Chapter 2. Installing Debezium connectors on RHEL

Install Debezium connectors through AMQ Streams by extending Kafka Connect with connector plugins. Following a deployment of AMQ Streams, you can deploy Debezium as a connector configuration through Kafka Connect.

2.1. Kafka topic creation recommendations

Debezium stores data in multiple Apache Kafka topics. The topics must either be created in advance by an administrator, or you can configure Kafka Connect to configure topics automatically.

The following list describes limitations and recommendations to consider when creating topics:

Database schema history topics for the Debezium Db2, MySQL, Oracle, and SQL Server connectors

For each of the preceding connectors a database schema history topic is required. Whether you manually create the database schema history topic, use the Kafka broker to create the topic automatically, or use Kafka Connect to create the topic, ensure that the topic is configured with the following settings:

Infinite or very long retention.
Replication factor of at least three in production environments.
Single partition.

Other topics

When you enable Kafka log compaction so that only the last change event for a given record is saved, set the following topic properties in Apache Kafka:
- min.compaction.lag.ms
- delete.retention.ms
  To ensure that topic consumers have enough time to receive all events and delete markers, specify values for the preceding properties that are larger than the maximum downtime that you expect for your sink connectors.
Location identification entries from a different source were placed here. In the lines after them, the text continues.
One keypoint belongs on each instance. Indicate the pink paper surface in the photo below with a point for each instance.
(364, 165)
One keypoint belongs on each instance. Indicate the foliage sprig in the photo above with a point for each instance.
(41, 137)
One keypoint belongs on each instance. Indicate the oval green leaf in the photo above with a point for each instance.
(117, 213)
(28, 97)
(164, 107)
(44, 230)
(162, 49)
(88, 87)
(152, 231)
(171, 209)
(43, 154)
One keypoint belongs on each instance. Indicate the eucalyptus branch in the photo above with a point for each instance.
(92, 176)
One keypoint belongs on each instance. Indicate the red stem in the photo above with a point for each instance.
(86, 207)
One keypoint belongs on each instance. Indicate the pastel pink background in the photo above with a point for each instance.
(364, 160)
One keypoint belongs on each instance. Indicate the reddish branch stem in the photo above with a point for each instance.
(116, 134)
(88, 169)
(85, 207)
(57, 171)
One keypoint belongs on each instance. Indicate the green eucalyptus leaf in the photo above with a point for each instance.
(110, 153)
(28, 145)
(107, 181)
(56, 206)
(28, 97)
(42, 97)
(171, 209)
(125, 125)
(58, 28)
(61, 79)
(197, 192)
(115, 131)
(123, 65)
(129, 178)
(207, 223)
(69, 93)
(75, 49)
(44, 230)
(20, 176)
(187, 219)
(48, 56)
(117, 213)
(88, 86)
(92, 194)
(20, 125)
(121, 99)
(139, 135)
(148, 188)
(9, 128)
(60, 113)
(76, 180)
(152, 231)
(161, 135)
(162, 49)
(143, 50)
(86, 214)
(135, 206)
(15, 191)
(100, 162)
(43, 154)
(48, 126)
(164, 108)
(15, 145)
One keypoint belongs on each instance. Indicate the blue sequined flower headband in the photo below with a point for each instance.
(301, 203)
For example, consider the downtime that might occur when you apply updates to sink connectors.
Replicated in production.
Single partition.
You can relax the single partition rule, but your application must handle out-of-order events for different rows in the database. Events for a single row are still totally ordered. If you use multiple partitions, the default behavior is that Kafka determines the partition by hashing the key. Other partition strategies require the use of single message transformations (SMTs) to set the partition number for each record.
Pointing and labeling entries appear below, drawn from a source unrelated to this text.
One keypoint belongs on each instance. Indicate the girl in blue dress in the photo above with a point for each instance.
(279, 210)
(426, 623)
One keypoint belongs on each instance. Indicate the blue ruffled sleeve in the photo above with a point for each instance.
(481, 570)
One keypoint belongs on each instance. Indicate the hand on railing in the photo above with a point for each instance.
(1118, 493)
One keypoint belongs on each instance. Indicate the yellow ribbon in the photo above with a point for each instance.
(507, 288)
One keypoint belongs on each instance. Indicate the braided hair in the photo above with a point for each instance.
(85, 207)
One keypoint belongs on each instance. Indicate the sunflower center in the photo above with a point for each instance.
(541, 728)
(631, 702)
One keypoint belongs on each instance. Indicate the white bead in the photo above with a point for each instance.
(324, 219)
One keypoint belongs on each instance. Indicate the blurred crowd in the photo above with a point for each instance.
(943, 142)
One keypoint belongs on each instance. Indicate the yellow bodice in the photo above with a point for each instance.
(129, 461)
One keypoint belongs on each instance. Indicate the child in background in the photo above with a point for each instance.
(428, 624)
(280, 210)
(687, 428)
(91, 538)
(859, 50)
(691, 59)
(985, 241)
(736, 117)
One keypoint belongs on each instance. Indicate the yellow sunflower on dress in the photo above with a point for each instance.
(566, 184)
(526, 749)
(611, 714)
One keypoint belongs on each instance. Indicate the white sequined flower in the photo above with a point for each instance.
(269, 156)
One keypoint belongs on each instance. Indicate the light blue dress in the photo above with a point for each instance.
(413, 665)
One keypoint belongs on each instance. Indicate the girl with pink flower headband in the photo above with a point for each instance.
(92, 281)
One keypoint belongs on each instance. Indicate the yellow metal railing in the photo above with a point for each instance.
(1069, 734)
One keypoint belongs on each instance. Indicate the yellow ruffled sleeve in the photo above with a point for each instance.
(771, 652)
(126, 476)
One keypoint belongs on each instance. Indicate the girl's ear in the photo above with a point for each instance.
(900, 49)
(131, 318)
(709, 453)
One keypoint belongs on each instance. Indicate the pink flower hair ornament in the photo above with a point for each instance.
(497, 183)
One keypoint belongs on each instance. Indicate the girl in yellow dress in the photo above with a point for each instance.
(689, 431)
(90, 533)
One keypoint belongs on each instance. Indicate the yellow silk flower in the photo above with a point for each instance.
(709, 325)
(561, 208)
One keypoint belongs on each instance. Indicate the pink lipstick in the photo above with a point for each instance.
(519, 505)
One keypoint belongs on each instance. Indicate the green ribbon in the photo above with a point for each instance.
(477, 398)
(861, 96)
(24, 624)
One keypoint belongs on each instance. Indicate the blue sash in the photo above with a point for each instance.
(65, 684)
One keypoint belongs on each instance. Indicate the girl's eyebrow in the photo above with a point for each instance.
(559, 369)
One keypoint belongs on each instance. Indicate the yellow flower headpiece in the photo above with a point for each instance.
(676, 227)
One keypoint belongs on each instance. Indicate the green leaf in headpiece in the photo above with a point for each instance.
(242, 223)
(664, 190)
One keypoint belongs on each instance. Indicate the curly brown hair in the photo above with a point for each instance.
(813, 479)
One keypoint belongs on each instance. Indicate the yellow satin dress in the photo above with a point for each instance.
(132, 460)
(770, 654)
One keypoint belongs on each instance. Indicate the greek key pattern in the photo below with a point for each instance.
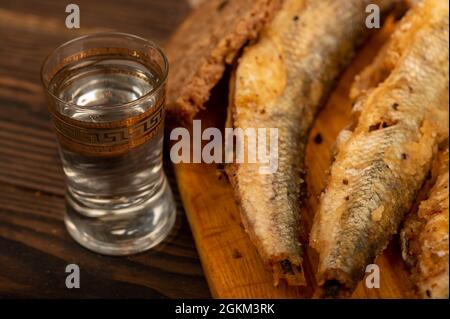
(110, 139)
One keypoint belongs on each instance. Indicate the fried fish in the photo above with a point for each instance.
(424, 237)
(280, 82)
(402, 111)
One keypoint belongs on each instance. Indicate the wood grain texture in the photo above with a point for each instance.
(231, 263)
(34, 245)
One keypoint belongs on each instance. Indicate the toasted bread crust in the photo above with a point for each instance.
(208, 40)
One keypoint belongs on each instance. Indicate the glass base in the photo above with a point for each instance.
(123, 233)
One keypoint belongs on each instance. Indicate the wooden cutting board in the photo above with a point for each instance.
(230, 262)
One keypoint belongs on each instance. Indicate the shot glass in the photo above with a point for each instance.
(106, 96)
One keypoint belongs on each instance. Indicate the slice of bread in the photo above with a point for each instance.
(208, 40)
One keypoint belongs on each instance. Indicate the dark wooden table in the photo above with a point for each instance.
(34, 245)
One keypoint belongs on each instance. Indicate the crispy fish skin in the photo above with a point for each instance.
(403, 116)
(424, 238)
(280, 82)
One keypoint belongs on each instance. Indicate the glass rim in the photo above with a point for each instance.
(151, 44)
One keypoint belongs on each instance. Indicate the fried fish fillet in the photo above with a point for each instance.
(280, 82)
(424, 237)
(402, 103)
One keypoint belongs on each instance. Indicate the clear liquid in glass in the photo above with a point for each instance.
(118, 204)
2.2. Planning the Debezium connector configuration

Before you deploy a Debezium connector, determine how you want to configure the connector. The configuration provides information that specifies the behavior of the connector and enables Debezium to connect to the source database.

You specify the connector configuration as JSON, and when you are ready to register the connector, you use curl to submit the configuration to the Kafka Connect API endpoint.

Prerequisites

A source database is deployed and the Debezium connector can access the database.
You know the following information, which the connector requires to access the source database:
- Name or IP address of the database host.
- Port number for connecting to the database.
- Name of the account that the connector can use to sign in to the database.
- Password of the database user account.
- Name of the database.
- The names of the tables from which you want the connector to capture information.
- The name of the Kafka broker to which you want the connector to emit change events.
- The name of the Kafka topic to which you want the connector to send database history information.

Procedure

Specify the configuration that you want to apply to the Debezium connector in JSON format.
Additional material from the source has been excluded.